US Army Corps of Engineers
Charleston District

Assisting Georgetown and Pawleys Island

Published Dec. 12, 2018
Pawleys Island Pump Station

Pawleys Island Pump Station was protected by HECO barriers and sandbags during the flood fight after Hurricane Florence.

Georgetown County had an agonizing wait for the flood waters headed their way after Hurricane Florence.

“A lot of the country thinks Florence came and went,” said FEMA Administrator Brock Long. “But unfortunately for this much water, it will take weeks for it to process down.”

Eleven trillion gallons of water were dumped on the Carolinas, much of which drained down six major rivers in South Carolina over the course of two weeks, so Georgetown County needed to prepare for the aftermath of this terrible storm.

The state’s third-oldest city, Georgetown, along with nearby Pawleys Island, requested the state’s aid to help prepare. The state asked the Charleston District to help come up with a plan, after Gov. Henry McMaster called the situation “unprecedented.”

The South Carolina Department of Transportation, the South Carolina Army National Guard and the Corps partnered together to help keep a portion of U.S. Highway 17 from becoming inundated and cutting off yet another major road near the Grand Strand and to protect a critical pump station and a hospital.

It was decided that SCDOT’s water filled barriers, also known as aqua dams, would be used on U.S. Highway 17 along the low lying section of the road near the Georgetown Marina since they were readily available. Sandbags provided by the Corps were strategically positioned with the aqua dams as an extra layer of protection.

The District provided 300 linear feet of Hesco barriers that was used around the Pawleys Island pump station that supplies island residents with clean water. If the pump station became disabled, residents could potentially have run out of clean water within one to two days.
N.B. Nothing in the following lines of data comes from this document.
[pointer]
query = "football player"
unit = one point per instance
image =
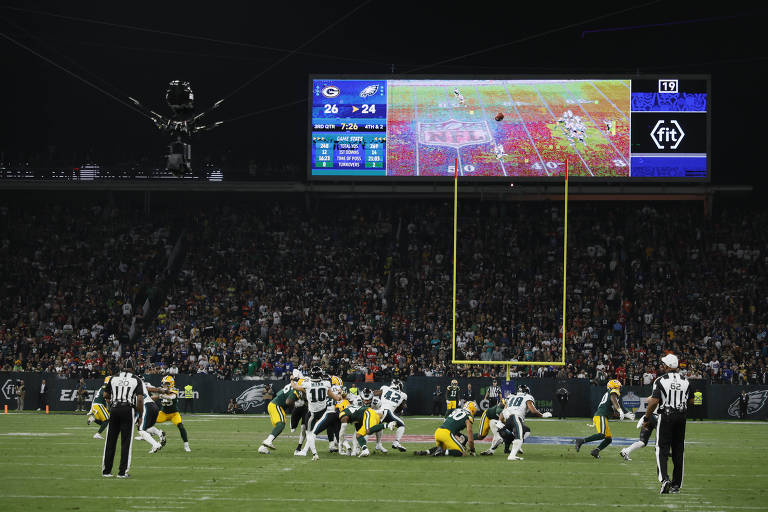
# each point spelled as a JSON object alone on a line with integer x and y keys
{"x": 169, "y": 408}
{"x": 645, "y": 433}
{"x": 148, "y": 419}
{"x": 513, "y": 416}
{"x": 300, "y": 410}
{"x": 99, "y": 412}
{"x": 286, "y": 397}
{"x": 392, "y": 399}
{"x": 608, "y": 407}
{"x": 487, "y": 424}
{"x": 452, "y": 396}
{"x": 365, "y": 419}
{"x": 318, "y": 393}
{"x": 447, "y": 435}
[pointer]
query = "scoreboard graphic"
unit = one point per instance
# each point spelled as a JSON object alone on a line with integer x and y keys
{"x": 604, "y": 128}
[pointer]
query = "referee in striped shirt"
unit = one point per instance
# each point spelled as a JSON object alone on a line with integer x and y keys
{"x": 125, "y": 392}
{"x": 493, "y": 393}
{"x": 670, "y": 396}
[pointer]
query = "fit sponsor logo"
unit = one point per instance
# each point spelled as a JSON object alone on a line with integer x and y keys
{"x": 755, "y": 402}
{"x": 70, "y": 395}
{"x": 631, "y": 401}
{"x": 251, "y": 397}
{"x": 9, "y": 389}
{"x": 454, "y": 133}
{"x": 667, "y": 134}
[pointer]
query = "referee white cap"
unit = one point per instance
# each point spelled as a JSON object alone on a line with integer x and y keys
{"x": 670, "y": 360}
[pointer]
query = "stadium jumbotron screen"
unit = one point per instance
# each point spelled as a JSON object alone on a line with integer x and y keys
{"x": 605, "y": 128}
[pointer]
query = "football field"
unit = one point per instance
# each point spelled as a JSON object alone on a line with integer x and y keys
{"x": 51, "y": 462}
{"x": 429, "y": 128}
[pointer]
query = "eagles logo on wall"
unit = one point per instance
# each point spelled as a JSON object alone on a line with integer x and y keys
{"x": 251, "y": 397}
{"x": 755, "y": 402}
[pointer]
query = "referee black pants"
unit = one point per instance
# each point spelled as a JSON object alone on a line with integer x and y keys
{"x": 670, "y": 442}
{"x": 120, "y": 424}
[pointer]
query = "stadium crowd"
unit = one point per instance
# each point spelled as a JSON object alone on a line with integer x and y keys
{"x": 364, "y": 288}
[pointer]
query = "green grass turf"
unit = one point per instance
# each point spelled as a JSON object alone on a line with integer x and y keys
{"x": 725, "y": 470}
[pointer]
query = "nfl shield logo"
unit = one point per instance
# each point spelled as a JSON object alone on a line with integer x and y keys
{"x": 454, "y": 133}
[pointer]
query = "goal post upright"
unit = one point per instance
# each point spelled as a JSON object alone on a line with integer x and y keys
{"x": 508, "y": 364}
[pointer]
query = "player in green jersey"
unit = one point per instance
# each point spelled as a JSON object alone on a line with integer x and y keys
{"x": 169, "y": 409}
{"x": 365, "y": 419}
{"x": 609, "y": 407}
{"x": 285, "y": 398}
{"x": 99, "y": 412}
{"x": 448, "y": 438}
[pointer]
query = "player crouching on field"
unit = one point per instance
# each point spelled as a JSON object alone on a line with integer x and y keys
{"x": 363, "y": 417}
{"x": 448, "y": 438}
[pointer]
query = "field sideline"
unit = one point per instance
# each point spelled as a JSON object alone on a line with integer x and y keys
{"x": 52, "y": 463}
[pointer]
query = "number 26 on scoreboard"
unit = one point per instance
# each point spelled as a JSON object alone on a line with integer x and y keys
{"x": 667, "y": 86}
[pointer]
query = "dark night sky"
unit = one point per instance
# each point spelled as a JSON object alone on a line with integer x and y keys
{"x": 46, "y": 109}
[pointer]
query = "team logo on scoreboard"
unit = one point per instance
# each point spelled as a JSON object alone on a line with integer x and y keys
{"x": 454, "y": 133}
{"x": 667, "y": 134}
{"x": 369, "y": 91}
{"x": 330, "y": 91}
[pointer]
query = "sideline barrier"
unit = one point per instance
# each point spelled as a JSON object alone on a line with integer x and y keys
{"x": 212, "y": 395}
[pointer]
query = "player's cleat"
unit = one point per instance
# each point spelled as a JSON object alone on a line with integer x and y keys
{"x": 397, "y": 446}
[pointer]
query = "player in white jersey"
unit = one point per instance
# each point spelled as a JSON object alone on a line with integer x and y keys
{"x": 319, "y": 394}
{"x": 518, "y": 405}
{"x": 392, "y": 399}
{"x": 148, "y": 419}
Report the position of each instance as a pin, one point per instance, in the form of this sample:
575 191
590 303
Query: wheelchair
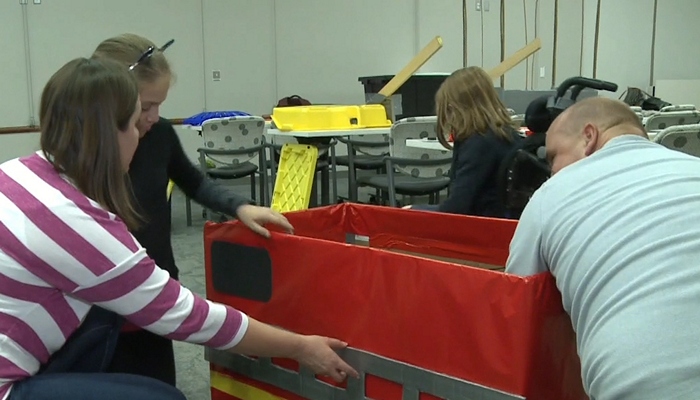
526 168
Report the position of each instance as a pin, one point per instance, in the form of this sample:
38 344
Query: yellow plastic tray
320 118
295 177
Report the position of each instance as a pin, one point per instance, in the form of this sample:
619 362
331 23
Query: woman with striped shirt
71 272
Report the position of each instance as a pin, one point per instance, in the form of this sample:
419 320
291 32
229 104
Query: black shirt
474 186
474 180
158 158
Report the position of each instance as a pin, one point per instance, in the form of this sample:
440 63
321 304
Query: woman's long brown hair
84 106
468 104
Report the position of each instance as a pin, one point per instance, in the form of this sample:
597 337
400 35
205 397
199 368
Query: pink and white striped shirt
60 253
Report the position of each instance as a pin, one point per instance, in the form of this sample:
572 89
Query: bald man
618 225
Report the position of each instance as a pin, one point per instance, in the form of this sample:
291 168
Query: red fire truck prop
395 285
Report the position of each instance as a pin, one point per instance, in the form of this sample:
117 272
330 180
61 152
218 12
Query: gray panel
414 380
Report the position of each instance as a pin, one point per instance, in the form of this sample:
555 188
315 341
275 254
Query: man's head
586 127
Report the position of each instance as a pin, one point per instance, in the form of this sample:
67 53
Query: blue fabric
198 119
76 371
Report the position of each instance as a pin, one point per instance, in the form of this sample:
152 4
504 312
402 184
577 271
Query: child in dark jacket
469 109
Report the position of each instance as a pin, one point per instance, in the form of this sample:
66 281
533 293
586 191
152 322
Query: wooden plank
518 57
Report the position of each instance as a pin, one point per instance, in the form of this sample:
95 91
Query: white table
433 144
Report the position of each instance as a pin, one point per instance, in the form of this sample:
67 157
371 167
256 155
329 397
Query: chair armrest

Another critical asset to the area was the Georgetown Memorial Hospital. If the data center and HVAC plant were impacted by flood waters, the hospital could have been in danger of closing, leaving no major medical center for residents. Hesco barriers and sandbags were used and the SCANG worked around the clock to get them in place.
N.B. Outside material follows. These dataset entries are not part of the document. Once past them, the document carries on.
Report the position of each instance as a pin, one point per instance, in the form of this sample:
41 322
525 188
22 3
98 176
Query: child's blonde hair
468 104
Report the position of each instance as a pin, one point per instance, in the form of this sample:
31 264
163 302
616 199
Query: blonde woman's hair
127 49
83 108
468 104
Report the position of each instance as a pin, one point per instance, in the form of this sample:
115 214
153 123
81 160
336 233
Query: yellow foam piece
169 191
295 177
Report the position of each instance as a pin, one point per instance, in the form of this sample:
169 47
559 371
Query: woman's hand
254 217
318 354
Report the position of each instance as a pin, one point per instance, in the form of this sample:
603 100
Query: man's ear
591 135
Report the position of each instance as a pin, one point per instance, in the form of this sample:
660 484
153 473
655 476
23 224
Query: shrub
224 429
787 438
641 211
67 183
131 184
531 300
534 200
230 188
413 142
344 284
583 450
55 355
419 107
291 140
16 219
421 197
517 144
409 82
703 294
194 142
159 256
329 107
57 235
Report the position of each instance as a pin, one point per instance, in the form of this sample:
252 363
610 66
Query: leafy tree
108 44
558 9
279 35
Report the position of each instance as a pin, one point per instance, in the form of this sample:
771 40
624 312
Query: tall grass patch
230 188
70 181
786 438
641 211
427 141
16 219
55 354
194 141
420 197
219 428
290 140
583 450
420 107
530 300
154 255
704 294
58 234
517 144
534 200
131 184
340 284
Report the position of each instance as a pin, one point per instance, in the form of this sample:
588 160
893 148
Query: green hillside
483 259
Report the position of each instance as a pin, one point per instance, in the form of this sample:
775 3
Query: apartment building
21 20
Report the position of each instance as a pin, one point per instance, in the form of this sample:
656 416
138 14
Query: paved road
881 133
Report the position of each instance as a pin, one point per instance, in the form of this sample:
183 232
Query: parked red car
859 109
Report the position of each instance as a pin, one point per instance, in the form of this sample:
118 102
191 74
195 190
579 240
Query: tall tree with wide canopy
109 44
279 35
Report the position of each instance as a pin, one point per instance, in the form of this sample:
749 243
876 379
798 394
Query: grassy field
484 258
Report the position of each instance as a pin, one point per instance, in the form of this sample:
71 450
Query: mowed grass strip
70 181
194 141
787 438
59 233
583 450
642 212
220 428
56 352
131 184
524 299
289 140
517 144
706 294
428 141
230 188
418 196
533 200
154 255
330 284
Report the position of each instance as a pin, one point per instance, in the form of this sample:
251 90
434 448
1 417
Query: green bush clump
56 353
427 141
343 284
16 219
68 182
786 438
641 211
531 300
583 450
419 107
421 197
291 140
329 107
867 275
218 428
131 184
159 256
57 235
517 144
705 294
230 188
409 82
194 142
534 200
Additionally, the Louisville District’s hydraulic sandbag machine filled countless sandbags for the state and county officials to use. They in turn distributed them to residents and business to use to protect their property.

The District was honored to be able to help Georgetown County respond to this natural disaster. Flood fighting subject matter experts from around the country, plus relationships with the local, county and state agencies enabled the District to successfully deliver the response mission to the citizens of this area.